Lee received hands-on experience in Albany, and went on to study at Long Island University-Brooklyn, where she continued her education in sports medicine.

“I feel like I always wanted to do sports and medicine,” Lee said. “This was the perfect blend for me.”

After college, Lee began as a trainer at Wantagh High School in 2011 and then at SUNY Purchase in 2013 before joining Molloy in 2018. She became the first and only Black female athletic trainer at each of those stops, and said her goal is to use her platform to spread information about her profession, especially to underprivileged students.

Lee became the assistant athletic trainer at Molloy College, where she works with the women’s tennis, lacrosse and volleyball teams, as well as the men’s basketball squad. The position also affords her the opportunity to host clinics and visit camps to talk to younger people about becoming an athletic trainer in the future.

“I think we both benefit greatly from it,” she said. “Kids get to see representation through visibility by health-care providers, and we get to see kids and educate them on what our profession is about.”


Blazing trails

During her visit to the latest camp, Lee was joined by Marsha Grant, a trailblazer in her own right, as she became the first certified African-American athletic trainer in the country on Aug. 3, 1975. Grant serves alongside Lee on the Ethnic Diversity Advisory Committee, which has 11 districts across the country. Lee represents New York, and Grant, New Jersey.

“She’s very passionate about what she does,” Grant said of Lee. “The lacrosse clinic was a great time, and I got to do something that I love to do, so it was a win-win.”

Grant, a Philadelphia native who now lives in New Jersey, said she was happy to assist Lee in educating youth because as a former lacrosse player, she loves the sport and she enjoys spending time with children.

As an athletic trainer, Grant has been involved in many sports, ranging from high school to college to professional, and from basketball to gymnastics to archery. In May, she worked in Switzerland as the athletic trainer for the country’s World Archery team. Additionally, she teaches athletic training courses at Montclair State University in New Jersey, and is an alumna of East Stroudsburg University in Pennsylvania, where she studied the ins and outs of becoming an athletic trainer.

Grant said she wasn’t aiming to become the first certified Black female athletic trainer in the country, and didn’t even realize she was until years later. Seeing her friend Lee go on to become the first Black athletic trainer at Molloy College gave her mixed emotions, Grant said.
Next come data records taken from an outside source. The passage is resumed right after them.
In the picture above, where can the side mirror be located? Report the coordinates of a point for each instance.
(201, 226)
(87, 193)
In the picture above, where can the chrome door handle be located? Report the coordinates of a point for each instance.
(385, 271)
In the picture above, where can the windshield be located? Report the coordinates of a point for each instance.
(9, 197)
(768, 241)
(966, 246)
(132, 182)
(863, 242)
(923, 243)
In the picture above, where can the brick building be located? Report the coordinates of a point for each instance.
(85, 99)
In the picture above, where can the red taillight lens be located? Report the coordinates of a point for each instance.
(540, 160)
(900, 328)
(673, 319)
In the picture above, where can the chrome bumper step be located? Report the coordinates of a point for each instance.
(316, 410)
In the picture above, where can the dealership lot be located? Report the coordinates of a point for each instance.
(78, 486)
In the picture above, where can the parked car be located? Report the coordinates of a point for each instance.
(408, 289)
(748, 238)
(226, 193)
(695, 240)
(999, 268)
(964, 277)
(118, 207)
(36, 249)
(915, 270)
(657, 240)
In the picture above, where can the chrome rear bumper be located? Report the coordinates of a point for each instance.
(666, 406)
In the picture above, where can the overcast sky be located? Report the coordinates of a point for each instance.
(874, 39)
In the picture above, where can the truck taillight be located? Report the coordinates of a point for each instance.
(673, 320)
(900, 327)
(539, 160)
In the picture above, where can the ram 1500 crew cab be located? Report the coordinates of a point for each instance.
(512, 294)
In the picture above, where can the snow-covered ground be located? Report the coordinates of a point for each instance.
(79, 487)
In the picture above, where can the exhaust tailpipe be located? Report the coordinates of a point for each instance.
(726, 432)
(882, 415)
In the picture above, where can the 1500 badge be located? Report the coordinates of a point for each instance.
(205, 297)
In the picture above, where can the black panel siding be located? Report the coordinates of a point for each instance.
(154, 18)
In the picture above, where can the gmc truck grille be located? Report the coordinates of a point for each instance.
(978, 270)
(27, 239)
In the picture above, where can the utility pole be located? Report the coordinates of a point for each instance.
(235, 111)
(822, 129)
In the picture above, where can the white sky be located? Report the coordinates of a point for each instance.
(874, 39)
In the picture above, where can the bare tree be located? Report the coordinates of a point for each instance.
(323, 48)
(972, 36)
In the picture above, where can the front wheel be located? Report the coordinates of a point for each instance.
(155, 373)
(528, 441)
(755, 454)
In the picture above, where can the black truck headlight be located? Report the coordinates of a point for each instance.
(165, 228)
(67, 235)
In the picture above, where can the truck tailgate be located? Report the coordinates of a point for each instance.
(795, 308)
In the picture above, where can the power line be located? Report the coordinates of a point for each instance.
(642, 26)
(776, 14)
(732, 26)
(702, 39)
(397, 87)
“Although I’m very proud, it’s kind of sad to me that these types of firsts in my lifetime are still happening,” she said. “I had hoped that we would be past that by now, and it is what it is and we’re not, and I’m just wondering when is that going to happen? I’m sure that I won’t see it, but I was hoping, and I’m sure that my parents had hoped for me, but we’re still plugging away, I guess.”
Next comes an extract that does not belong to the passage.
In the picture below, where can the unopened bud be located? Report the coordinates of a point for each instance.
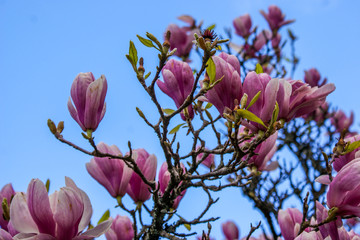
(52, 126)
(6, 209)
(60, 127)
(243, 100)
Grant and Lee each said that under-represented youth deserve the same level of medical care that other students receive, and many of the lacrosse campers and their parents didn’t know what an athletic trainer was or have access to one.

Grant said that inequality also trickles down to underserved youth, which was the onus behind teaching those at the lacrosse clinic about athletic trainers and healthy living. “All kids deserve to have medical care that will keep them in the sport,” she said, “that will keep them healthy and help them develop the lifelong skills that they need.”

Lee said she hoped to continue to have an impact on communities going forward. “I want to continue to promote and increase diversity within the field and continue to mentor people,” she said, “and hopefully serve as a safe haven where people who want to become athletic trainers can talk to me anytime.”